79,066 pages; $181.5 billion dollars; 10.03 billion hours of paperwork. Those are the tallies and costs of government regulations imposed this year, according to the American Action Forum’s count.
AAF, a conservative think tank, annually wades through the regulations in the Federal Register, and records all regulatory burdens and costs to businesses and the government.
Breaking down the $181.5 billion total, AAF worked that out in terms of costs to individuals. It amounts to $567 per capita, $692 per voter, and $726 million per day the government was open.
Two new EPA regulations will cost the most overall. The “Clean Power Plan” is expected to cost $8.8 billion, while an ozone rule could impose $15 billion.

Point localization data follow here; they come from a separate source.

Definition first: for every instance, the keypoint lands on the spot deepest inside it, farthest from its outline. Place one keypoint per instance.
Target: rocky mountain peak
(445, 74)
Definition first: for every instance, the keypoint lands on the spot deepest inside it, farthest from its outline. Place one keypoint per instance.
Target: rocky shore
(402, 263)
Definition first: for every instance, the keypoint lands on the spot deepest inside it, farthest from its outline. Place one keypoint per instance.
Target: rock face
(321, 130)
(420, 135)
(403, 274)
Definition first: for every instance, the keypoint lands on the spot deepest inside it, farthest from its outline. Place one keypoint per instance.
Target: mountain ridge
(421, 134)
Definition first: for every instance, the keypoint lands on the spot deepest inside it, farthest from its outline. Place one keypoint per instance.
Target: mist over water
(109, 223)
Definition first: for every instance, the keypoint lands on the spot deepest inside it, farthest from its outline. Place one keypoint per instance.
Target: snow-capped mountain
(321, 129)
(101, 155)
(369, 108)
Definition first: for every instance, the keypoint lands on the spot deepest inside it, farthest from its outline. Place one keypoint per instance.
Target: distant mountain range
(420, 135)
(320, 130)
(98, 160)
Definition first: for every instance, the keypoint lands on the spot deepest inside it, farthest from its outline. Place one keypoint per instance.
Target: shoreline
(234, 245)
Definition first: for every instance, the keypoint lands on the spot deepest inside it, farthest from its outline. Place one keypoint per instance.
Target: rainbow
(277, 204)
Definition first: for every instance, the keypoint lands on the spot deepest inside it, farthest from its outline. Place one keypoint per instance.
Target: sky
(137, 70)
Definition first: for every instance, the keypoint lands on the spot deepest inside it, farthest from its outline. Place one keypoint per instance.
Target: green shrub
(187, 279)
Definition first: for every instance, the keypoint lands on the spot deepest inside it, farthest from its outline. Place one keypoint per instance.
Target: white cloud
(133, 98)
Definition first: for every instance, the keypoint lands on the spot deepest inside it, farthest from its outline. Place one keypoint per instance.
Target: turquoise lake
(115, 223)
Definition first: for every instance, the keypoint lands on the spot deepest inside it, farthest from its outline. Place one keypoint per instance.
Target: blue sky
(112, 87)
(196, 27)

The Department of Energy also ranked high on the list, with 14 regulations totaling $3.6 billion in annual burdens. A new Department of Transportation regulation for “rear-view vehicle visibility” will cost $924 annually.
Other regulatory offenders include—shocker—Dodd Frank and Obamacare, particularly the new calorie laboring law.
California saw the most new regulations, with $7.9 billion in added costs.
According to a count by the Competitive Enterprise Institute, the current page-count for the Federal Register is the fifth-longest in history. Five of the six longest registers were published under Obama. Last October, the House Financial Services Committee measured the register’s page at around eight and a half feet, precariously piling the pages for a mock retro horror trailer, “The Thing That Kills Jobs.”
Since 2008, when AAF began these annual studies, 2014 landed in the top three years for regulatory costs. 2012 takes first place, at $32.7 billion.
$95 billion in regulatory costs have been piled on since Obama took office.